Let’s say there’s a story that’s creating a bit of buzz within local political circles, that no local journalist is willing to report. You know, like the somewhat sensitive if well-founded concerns that there might be something wrong with Rep. Dave Reichert’s brain. So how do you move this local political story into the local traditional press?
Step 1.) Local blogger pounds story (in this case, over on the higher profile Slog.)
Step 2.) National blogger picks up story, adding credibility and exposure.
Step 4.) Local newspaper, scooped in their own backyard by a Beltway rag, finally follows up, delivering story to their large, local audience.
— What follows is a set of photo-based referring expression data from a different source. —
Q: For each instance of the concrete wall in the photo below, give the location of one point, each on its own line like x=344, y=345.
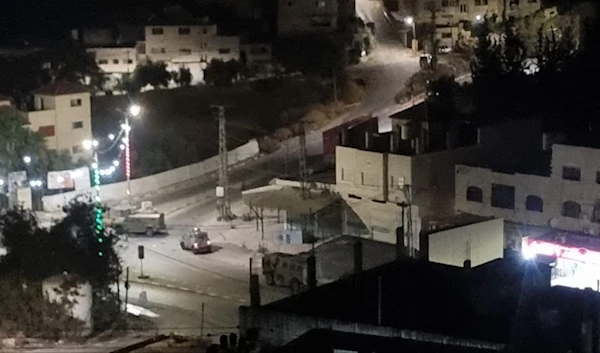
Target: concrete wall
x=554, y=190
x=153, y=184
x=479, y=242
x=115, y=60
x=278, y=329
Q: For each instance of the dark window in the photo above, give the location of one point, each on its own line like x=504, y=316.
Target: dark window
x=571, y=209
x=46, y=131
x=474, y=194
x=571, y=173
x=534, y=203
x=503, y=196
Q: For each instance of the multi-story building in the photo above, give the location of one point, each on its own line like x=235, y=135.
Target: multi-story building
x=409, y=174
x=564, y=194
x=303, y=17
x=62, y=115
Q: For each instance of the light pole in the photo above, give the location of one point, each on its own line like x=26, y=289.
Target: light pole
x=134, y=112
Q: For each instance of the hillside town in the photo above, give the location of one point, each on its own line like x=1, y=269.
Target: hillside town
x=286, y=175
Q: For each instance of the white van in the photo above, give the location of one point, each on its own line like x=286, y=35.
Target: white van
x=141, y=223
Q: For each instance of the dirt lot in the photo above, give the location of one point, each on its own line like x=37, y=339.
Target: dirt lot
x=177, y=126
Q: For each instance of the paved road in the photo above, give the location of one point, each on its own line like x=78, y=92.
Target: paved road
x=220, y=279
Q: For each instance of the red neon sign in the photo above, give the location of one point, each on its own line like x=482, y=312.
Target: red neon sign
x=539, y=247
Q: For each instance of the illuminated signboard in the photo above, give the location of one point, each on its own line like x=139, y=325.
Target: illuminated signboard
x=532, y=247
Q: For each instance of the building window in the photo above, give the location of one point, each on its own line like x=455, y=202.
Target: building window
x=571, y=209
x=571, y=173
x=534, y=203
x=474, y=194
x=46, y=131
x=503, y=196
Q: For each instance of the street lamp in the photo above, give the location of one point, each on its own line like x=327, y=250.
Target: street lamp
x=134, y=111
x=411, y=22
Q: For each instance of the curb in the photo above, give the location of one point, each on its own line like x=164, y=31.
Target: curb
x=184, y=289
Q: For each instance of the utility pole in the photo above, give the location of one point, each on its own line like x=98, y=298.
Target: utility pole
x=222, y=191
x=303, y=167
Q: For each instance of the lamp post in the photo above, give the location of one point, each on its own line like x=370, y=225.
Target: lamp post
x=134, y=112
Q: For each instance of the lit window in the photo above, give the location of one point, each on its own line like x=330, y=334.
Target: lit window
x=46, y=131
x=570, y=209
x=534, y=203
x=571, y=173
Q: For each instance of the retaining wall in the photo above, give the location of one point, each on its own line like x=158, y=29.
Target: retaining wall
x=153, y=184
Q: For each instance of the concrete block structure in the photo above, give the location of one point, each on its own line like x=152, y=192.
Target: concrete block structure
x=62, y=115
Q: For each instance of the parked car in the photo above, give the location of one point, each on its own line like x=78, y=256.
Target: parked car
x=196, y=241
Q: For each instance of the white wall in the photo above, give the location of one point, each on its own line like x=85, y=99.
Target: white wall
x=479, y=242
x=126, y=59
x=554, y=190
x=154, y=183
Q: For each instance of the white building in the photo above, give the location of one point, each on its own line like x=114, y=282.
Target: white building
x=567, y=198
x=62, y=115
x=405, y=167
x=189, y=46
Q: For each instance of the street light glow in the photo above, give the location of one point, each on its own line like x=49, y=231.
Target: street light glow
x=135, y=110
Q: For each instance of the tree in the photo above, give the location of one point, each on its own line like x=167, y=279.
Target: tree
x=70, y=246
x=151, y=73
x=183, y=77
x=17, y=141
x=220, y=73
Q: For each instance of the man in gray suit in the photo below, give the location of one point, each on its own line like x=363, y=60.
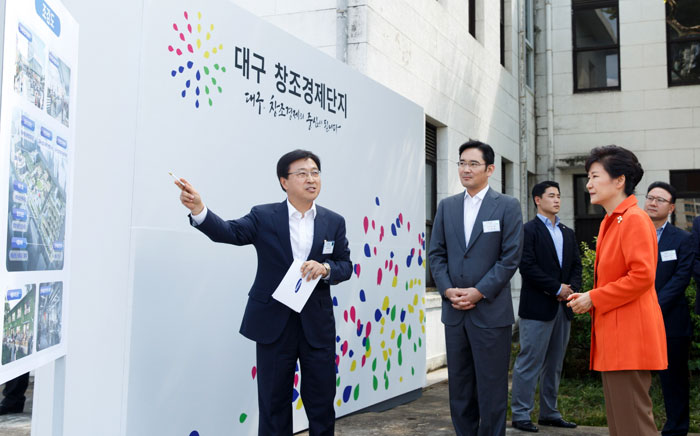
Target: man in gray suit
x=475, y=249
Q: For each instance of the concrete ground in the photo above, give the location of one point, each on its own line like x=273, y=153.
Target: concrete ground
x=428, y=415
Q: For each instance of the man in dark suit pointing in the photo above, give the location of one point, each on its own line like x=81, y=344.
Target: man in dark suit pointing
x=295, y=229
x=551, y=271
x=474, y=251
x=673, y=271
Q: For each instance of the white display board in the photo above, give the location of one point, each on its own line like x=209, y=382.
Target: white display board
x=37, y=139
x=223, y=95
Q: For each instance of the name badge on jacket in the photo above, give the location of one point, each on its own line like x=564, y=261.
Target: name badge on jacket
x=668, y=255
x=492, y=226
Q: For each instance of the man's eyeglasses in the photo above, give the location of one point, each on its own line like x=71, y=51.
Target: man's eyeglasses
x=303, y=174
x=471, y=164
x=658, y=200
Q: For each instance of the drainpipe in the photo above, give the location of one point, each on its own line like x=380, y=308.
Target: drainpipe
x=550, y=98
x=522, y=106
x=341, y=32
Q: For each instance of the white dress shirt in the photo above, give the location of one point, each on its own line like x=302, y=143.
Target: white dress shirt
x=301, y=229
x=471, y=210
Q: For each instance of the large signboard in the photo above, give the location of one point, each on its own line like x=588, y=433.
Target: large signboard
x=223, y=95
x=37, y=139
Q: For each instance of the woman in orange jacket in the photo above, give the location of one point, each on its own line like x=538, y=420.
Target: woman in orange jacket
x=627, y=329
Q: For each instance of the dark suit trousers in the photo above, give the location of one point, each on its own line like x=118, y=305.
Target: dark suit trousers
x=276, y=364
x=675, y=385
x=477, y=369
x=14, y=391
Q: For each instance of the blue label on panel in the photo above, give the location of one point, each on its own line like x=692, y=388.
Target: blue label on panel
x=53, y=59
x=19, y=187
x=24, y=31
x=46, y=133
x=19, y=242
x=14, y=294
x=49, y=16
x=19, y=214
x=27, y=122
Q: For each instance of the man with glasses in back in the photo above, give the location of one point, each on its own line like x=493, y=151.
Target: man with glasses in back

That’s what I call the “Virtuous News Cycle,” variations of which I’m constantly playing to various degrees of success on issues I find important, but nobody else does. And while you may think it manipulative, or insist that this particular line of inquiry was inappropriate or irresponsible, regardless of the larger media’s ultimate response, think about this:
Reichert’s post-brain-trauma mental capacity, or lack thereof, is either news, or it’s not news. Which means, it was either worthy of a Seattle Times article weeks ago, when I first hit the story, or it is not worthy of reporting even now, after their hand has finally been forced. I didn’t make this news; I just made other journalists pay attention to it.
And that’s what effective blogging is all about.